Ex parte Tucker, 667 So.2d 1339, 1343 (Ala.1995).

It also is well established that

"`[c]onflicting evidence given at [a] suppression hearing presents a credibility choice for the trial court.' Atwell v. State, 594 So.2d 202, 212 (Ala.Crim.App. 1991), cert. denied, 594 So.2d 214 (Ala. 1992). `[A] trial court's ruling based upon conflicting evidence given at a suppression hearing is binding on this Court, and is not to be reversed absent a clear abuse of discretion.' Jackson v. State, 589 So.2d 781, 784 (Ala.Crim.App. 1991) (citations omitted)."

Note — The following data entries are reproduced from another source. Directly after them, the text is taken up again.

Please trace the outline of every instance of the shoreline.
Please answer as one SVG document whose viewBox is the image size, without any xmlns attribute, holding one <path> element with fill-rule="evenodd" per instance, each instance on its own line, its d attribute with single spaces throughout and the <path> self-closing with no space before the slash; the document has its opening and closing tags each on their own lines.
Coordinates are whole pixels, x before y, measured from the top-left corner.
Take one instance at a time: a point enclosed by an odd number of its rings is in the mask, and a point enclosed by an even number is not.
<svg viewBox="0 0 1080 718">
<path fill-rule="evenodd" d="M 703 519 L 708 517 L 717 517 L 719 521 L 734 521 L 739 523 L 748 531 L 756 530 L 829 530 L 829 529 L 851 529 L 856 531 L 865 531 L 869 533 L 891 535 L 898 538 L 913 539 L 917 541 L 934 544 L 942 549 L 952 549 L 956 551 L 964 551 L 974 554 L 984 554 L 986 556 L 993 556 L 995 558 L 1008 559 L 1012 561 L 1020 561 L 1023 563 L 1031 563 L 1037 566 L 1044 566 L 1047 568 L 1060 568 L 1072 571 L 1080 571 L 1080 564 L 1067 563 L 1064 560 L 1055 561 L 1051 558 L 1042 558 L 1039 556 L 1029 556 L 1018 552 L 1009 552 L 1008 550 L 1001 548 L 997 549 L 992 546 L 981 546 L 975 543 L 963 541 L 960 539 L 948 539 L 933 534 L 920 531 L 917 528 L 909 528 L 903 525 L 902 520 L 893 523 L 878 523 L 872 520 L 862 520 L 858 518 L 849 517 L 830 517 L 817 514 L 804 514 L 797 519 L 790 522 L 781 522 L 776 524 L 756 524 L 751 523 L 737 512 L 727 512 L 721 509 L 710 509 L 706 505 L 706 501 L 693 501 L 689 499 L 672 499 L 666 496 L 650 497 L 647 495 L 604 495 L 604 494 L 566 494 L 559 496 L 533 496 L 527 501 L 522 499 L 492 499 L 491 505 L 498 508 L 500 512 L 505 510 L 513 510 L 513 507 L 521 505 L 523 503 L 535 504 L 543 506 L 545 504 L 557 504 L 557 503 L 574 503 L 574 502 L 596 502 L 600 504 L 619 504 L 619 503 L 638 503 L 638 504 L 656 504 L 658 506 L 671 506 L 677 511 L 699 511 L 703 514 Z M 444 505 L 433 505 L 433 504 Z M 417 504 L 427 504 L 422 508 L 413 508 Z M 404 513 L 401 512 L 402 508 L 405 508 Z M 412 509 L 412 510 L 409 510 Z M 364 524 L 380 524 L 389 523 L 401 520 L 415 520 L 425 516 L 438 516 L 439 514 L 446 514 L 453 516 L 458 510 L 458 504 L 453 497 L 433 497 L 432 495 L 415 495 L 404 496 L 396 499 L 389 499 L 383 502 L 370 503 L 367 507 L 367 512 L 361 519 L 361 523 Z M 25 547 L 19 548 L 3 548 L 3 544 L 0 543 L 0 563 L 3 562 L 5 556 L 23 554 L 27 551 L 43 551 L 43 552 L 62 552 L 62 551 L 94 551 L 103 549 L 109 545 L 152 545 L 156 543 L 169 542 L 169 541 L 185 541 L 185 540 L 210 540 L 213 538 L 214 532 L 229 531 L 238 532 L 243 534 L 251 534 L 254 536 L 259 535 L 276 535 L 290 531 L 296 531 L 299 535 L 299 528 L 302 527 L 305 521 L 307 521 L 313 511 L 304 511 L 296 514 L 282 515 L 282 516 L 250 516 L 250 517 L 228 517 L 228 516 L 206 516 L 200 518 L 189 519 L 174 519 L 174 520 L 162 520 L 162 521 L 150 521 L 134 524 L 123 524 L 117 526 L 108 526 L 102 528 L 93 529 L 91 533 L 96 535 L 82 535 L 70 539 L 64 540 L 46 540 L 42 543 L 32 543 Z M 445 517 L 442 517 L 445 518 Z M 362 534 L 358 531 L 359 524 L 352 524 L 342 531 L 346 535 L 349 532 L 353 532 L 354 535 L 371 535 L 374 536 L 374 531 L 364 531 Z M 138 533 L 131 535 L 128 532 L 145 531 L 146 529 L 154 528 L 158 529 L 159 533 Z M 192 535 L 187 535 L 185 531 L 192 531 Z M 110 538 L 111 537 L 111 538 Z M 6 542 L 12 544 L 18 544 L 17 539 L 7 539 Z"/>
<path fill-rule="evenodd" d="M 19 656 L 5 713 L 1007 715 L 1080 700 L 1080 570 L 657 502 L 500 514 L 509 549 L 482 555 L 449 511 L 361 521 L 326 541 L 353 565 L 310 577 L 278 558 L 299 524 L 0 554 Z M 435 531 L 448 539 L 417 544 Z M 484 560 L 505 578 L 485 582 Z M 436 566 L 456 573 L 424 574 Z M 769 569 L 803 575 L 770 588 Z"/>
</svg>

Rutledge v. State, 651 So.2d 1141, 1144-45 (Ala.Crim.App.1994).

By denying the appellant's motion to suppress, the trial court, at least implicitly, made the credibility determination that the appellant did indeed consent to the use of the key to open the lockbox. In his brief to this court, the appellant does not challenge the State's claim that he consented to the actual search of the lockbox. Therefore, we conclude that the appellant consented to the officers' using the key to open the lockbox and that the trial court did not err in denying his motion to suppress. Accordingly, we affirm the trial court's judgment.

AFFIRMED.

McMILLAN, SHAW, and WISE, JJ., concur.

WELCH, J., dissents, with opinion.

WELCH, Judge, dissenting.

I respectfully dissent. The officers in this case, who responded to a report of domestic abuse, had the right to conduct a Terry v. Ohio, 392 U.S. 1, 88 S.Ct. 1868, 20 L.Ed.2d 889 (1968), patdown for their safety. Assuming, without deciding, that Jarvis Lamar Bridgett, the defendant, was actually wearing the jacket at the time of the patdown,[2] once the officers determined that Bridgett did not have a weapon on his person or within his reach and thus that their safety was not in jeopardy, the officers had no reasonable suspicion to detain Bridgett or justifying a search of Bridgett's room. The keys discovered and taken from Bridgett's jacket pocket in no way provided probable cause to conduct a warrantless *1057 search of his room. The warrantless search of Bridgett's room that followed the Terry patdown, specifically the search of the locked box taken from under Bridgett's bed, exceeded the scope of Terry.

Moreover, Bridgett would not have consented to the officers' unlocking and opening the box but for the illegal seizure of the keys. Thus, I believe the marijuana discovered in the box should have been excluded from evidence as it was fruit of the poisonous tree. "`[T]he fruit of the poisonous tree doctrine also extends to invalidate consents which are voluntary.'" Harris v. State, 568 So.2d 421, 424 (Ala. Crim.App.1990) ("[A]lthough the appellant voluntarily consented to the search of his trunk which resulted in the police officer's discovery of the stolen property, because the consent was governed by the fruit of the poisonous tree doctrine, it was invalid. The officer's improper stop of the appellant invalidated his consent to search and, therefore, the stolen property should not have been allowed into evidence.").

Because I believe that the officers exceeded the scope of Terry, I believe that the discovery of the marijuana was the fruit of the poisonous tree doctrine. Therefore, I must respectfully dissent.

NOTES

[1] When he entered his guilty plea, the appellant specifically reserved the right to raise this argument on appeal.

[2] If Bridgett was not wearing the jacket, the keys were discovered pursuant to a search for which there was no probable cause and therefore, were seized pursuant to an unlawful search.